Ethiopia is a country plagued by drought, famine and warfare. Yet

Barbara Paul’s newest photographs of the country are nothing short of visually fantastic.

Jan. 27 marked the opening of the Thomas J. Walsh Art Gallery’s newest exhibition, “Ethiopia: Religious Pageantry and Tribal Traditions”.

The exhibit avoids focusing on the country’s excessive poverty, and instead examines all of its geographical, ethnic and religious diversity.

The photographs focus on the country’s centuries old ancestral religious and tribal traditions, but examine everything from work customs to traditional dress, nature to religious artwork.

To create the exhibit, Paul spent an extended amount of time in Ethiopia, examining the pillars of Ethiopian culture – Christianity, the Tim Kat festival and the Omo valley tribes – to create an exhibition that is both anthropologically telling and aesthetically striking.

“My feeling is that if there were cameras in the Biblical days, the pictures would look almost the same,” Paul said at the opening reception. “I’m continually struck by the similarities between the tribal people and ourselves.

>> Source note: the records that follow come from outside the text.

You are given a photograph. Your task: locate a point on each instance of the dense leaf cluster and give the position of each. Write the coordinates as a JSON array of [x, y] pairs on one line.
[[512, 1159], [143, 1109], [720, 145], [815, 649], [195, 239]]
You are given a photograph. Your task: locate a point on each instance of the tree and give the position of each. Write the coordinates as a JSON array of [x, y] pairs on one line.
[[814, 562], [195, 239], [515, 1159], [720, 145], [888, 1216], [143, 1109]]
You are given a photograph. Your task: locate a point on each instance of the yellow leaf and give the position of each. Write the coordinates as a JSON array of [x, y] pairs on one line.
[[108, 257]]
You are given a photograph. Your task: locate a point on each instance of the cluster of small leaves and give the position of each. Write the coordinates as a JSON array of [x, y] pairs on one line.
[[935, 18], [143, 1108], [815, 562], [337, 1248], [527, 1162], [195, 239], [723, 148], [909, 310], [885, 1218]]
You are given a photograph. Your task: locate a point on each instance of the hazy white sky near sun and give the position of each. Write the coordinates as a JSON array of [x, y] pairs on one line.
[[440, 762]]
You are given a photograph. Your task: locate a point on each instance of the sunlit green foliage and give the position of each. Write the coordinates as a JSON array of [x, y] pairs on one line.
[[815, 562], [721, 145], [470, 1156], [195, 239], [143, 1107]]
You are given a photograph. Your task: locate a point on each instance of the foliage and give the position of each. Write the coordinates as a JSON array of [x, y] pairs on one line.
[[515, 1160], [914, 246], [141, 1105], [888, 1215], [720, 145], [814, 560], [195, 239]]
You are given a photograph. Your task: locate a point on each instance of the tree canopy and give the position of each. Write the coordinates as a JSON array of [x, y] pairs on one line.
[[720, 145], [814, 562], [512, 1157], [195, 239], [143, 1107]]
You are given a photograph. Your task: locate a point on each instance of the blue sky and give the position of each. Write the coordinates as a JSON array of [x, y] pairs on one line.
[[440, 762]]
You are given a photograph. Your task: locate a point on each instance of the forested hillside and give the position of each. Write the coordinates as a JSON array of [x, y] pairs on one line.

It really is a small world.”

Highlights of the exhibit include “Young Mother Breastfeeding her

Child,” “Mursi Woman at Rest,” “Woman with flowers at Khat Market,” the variety

of lip plate pictures, and the photographs from the small Muslim community of Harar.

The exhibit will be on display in the Quick Center’s Walsh Art Gallery through Mar. 26. The Gallery is open Tuesday to Saturday from 11 a.m. to 5 p.m. and Sunday from noon to 4 p.m.